The people who have made it their home, perhaps not believing their luck, say they feel a kind of forcefield of good energy here that transcends the everyday. When you look at O’Keeffe’s work, who’s to say they’re not on to something?

Getting there

Bridge & Wickers (020 3642 8551; bridgeandwickers.co.uk) has a tailor-made Georgia O’Keeffe’s Santa Fe tour from £2,245 per person. The price includes six nights’ b&b at the Inn and Spa at Loretto, flights from London Heathrow with American Airlines, private transfers and four days’ car rental.

In the picture

Ghost Ranch (ghostranch.org) offers Georgia O’Keeffe Landscape Tours (by bus) daily (except Wed) at 1.30pm: $34. There are Walking Tours every Fri at 9am: $49.

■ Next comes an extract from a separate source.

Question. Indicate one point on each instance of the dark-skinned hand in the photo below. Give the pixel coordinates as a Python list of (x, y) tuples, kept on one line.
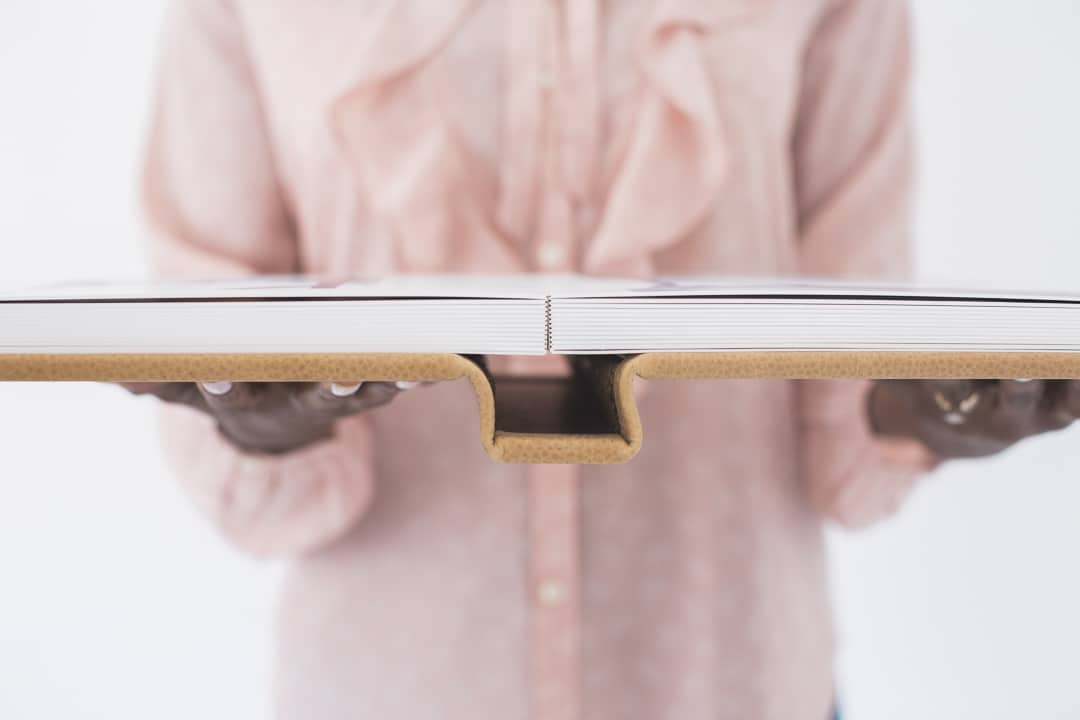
[(972, 418), (272, 418)]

The Georgia O’Keeffe Museum (okeeffemuseum.org) in Santa Fe is open daily 9am-5pm (except Fri, 9am-7pm): $12. The museum organises tours to the Abiquiu House and Studio, Tues-Sat: from $35 (book online).

Santa Fe at sunset
Santa Fe at sunset Credit: AP/FOTOLIA

Where to eat

Bode’s General Store (bodes.com) at 21196 US-84, Abiquiu, does a mean green chile [sic] cheeseburger for $9.95.

Eloisa (eloisasantafe.com) in Santa Fe offers the “O’Keeffe Table”, a five-course tasting menu, for $70.

La Fonda (lafondasantafe.com), near the Plaza in Santa Fe, does great Southwestern breakfasts: huevos rancheros $11.

La Boca (labocasf.com) is a classy tapas bar: “Tapas 4 Lunch” plates $18.

The Shed (sfshed.com) is a no-nonsense Santa Fe institution: enchilada plate $11.75.

Geronimo (geronimorestaurant.com) offers fine dining for Santa Fe’s gilded set: green miso sea bass $37; cauliflower bisque $18.

Shopping

There are many galleries around the Plaza and on Canyon Road selling Native and contemporary art, sculpture and artefacts. 

The stand-out place for Native art is Shiprock (shiprocksantafe.com) on the Plaza where textiles and jewellery can cost thousands. 

A Native crafts market takes place daily near the Palace of the Governors on the Plaza.